После 1945. Латентность как источник настоящего (Гумбрехт) - страница 130

Я уже давно начал чувствовать, что дед – самый близкий мне человек в моем детстве – был истощен не только физически. Я больше не видел той лучащейся ауры успеха и богатства, которую я хотел видеть вокруг него. Я также поймал несколько слов, которыми обменялись мать и бабушка во время одной из их часто разражающихся отвратительных ссор – даже за день до похорон – о какой-то сумме денег, которую из-за проблем с «наличностью» мой дедушка хотел занять у моих родителей (в это время они только-только стали получать хороший доход). Кажется, что дочь и зять отказали ему; их неблагодарное отношение было «вознаграждено», когда они унаследовали старый доходный дом в Дюссельдорфе и продали его ровно за сто тысяч марок (вполне внушительная сумма денег по тем временам). Во время похорон на кладбище в деревне, где дед родился, я впервые заметил с некоторым чувством вины, что смерть – даже смерть кого-то, кто играл большую роль в моей жизни, – производит на меня меньшее впечатление, чем я предполагал. В следующие четыре или пять лет я часто возвращался в домик, чтобы провести время с бабушкой, которая взяла на себя дела своего мужа. И вела их с удивительным успехом. И так же удивительно, что она стала играть в моей жизни ту роль, которую прежде играл он, и с той же странно-отстраненной нежностью.
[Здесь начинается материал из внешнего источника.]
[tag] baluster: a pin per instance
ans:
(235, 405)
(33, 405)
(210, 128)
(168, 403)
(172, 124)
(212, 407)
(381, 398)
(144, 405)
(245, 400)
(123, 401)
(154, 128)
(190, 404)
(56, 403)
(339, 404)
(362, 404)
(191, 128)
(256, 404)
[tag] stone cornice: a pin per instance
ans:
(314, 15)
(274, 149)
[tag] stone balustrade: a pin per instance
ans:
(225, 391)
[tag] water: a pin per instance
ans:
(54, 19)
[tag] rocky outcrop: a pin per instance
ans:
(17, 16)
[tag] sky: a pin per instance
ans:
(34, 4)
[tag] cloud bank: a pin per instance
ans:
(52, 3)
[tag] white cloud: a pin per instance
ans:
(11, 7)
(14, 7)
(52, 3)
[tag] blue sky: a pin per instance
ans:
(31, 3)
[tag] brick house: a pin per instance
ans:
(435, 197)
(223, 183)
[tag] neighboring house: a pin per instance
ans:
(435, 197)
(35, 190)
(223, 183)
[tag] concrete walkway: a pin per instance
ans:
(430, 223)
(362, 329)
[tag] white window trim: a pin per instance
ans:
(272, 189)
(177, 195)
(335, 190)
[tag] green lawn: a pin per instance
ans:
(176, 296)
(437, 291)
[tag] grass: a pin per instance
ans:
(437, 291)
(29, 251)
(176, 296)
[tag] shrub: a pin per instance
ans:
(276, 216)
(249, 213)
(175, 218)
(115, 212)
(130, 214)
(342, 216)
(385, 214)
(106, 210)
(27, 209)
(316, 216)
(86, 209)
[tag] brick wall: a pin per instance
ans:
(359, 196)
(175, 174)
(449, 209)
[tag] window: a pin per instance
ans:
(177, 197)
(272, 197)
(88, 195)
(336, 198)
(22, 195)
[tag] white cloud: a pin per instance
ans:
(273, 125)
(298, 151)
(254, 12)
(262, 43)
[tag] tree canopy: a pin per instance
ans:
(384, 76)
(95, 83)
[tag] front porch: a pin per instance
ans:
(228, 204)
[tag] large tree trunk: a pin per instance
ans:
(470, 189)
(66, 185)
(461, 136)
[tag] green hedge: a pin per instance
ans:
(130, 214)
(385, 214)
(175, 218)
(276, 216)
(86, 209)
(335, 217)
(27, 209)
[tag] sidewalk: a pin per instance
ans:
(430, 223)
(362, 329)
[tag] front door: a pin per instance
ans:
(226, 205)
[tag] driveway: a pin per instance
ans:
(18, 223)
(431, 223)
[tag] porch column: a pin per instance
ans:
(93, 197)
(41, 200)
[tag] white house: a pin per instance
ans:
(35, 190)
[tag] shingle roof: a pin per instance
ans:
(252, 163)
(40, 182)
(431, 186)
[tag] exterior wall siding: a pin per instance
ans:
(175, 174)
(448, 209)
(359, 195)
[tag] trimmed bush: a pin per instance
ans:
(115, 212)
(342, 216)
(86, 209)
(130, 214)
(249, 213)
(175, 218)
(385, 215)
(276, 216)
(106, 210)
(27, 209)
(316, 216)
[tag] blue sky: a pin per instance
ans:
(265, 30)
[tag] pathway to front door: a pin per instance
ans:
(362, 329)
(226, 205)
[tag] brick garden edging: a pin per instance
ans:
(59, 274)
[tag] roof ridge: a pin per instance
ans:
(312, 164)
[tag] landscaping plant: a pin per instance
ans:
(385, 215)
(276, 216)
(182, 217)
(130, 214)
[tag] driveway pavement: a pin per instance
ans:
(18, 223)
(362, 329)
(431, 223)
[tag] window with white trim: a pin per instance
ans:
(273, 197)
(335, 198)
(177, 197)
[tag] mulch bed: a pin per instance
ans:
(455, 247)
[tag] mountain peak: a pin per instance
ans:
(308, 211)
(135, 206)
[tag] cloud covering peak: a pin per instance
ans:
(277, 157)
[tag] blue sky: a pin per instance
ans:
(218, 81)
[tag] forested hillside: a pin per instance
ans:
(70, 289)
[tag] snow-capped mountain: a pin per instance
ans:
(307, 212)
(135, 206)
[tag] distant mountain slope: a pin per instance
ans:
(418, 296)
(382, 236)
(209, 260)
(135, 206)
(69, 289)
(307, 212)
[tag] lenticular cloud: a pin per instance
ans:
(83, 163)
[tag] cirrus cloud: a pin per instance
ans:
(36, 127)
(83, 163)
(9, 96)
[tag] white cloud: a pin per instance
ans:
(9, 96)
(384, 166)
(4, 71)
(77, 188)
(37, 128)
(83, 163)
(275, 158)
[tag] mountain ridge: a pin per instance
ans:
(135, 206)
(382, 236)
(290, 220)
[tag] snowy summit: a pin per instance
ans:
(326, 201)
Только раз или два навестил я его могилу, куда был водружен камень почти монументального размера, на котором значилось его имя, выбитое золотыми буквами. Хотя дед был настолько напуган мыслью о смерти, что это слово нельзя было даже произносить в его присутствии, у него имелось написанное от руки завещание, где среди многих более практичных вещей до мельчайших подробностей описывалось, какой он хочет видеть свою могилу. Одна часть прошлого закончилась – тот великолепный мир, каким я рисовал его себе в детстве и частью которого я был бы счастлив стать; и по мере того, как я вступал в новую пору отрочества, мне стали открываться его ужасающие стороны.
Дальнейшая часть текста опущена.